Beautiful is different from sexy and gorgeous. Beautiful (at least to me) is when you see a persons true beauty. That is probably why you've only heard it from your family so far. Telling someone they are beautiful is one of the greatest compliments to give. Anyone can be sexy, all that requires is a certain way of moving or dressing or acting. Beautiful is more in the way you look at people, treat people, make them feel about you, and the shine that comes from you, the light you spread into a room when you enter it. True beauty lies in the eyes of the beholder, and a guy who truly cares for you will look into your eyes and tell you in a soft voice that you are beautiful. A guy who slaps you on the ass and calls you hot stuff doesn't have to care about you.

I hope you see that difference. There's not much you can "change" to be beautiful, what you have to do is let people see you for who you are, be open and honest, true to yourself and enjoy life. I will congratulate you for leaving those guys who called you bad names, you are absolutely right to follow your own advice with them. I bet you there are plenty of men out there who would be honored to call you theirs.
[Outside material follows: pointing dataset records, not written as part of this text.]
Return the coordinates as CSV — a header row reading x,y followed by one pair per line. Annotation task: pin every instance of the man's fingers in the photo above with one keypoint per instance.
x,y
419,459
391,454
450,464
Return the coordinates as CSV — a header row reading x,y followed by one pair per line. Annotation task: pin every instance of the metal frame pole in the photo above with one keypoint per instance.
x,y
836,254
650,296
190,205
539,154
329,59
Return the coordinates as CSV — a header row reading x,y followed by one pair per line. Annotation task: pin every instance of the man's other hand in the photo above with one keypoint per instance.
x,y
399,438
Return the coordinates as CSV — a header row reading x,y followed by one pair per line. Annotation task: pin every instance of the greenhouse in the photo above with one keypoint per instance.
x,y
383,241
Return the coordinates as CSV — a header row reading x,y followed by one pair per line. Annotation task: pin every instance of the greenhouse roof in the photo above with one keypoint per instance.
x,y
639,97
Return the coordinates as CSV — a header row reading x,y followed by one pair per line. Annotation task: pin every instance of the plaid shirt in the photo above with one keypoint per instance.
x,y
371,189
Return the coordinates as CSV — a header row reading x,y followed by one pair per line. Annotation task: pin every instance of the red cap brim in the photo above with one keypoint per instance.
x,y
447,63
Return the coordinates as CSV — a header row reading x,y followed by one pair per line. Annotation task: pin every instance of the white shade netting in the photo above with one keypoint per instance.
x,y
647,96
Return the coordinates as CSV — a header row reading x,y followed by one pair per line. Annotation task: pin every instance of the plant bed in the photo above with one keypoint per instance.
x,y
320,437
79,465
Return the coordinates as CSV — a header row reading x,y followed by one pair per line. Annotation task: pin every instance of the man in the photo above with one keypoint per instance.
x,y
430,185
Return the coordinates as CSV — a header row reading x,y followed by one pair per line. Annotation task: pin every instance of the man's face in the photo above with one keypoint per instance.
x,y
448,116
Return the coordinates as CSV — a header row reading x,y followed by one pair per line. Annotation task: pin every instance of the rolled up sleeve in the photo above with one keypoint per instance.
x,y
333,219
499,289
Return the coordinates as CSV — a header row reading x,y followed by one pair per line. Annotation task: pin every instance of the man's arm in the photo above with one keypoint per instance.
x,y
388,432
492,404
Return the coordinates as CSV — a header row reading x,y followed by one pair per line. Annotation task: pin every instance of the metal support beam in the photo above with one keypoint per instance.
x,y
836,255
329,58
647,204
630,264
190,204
You might have to be alone for a while, I can't say they are around the corner, but you never know. Ultimately, what you are looking for is love, like the rest of us, and we can all have problems finding it, no matter age, looks, how we grade ourselves on a scale 1-10 or how funny and smart we are. Each and everyone search for love, and even people who think of themselves as God's gift to earth find themselves seeking love and someone to hold hands with who truly loves them.

So don't bring yourself down and blame your missing love-life on your looks.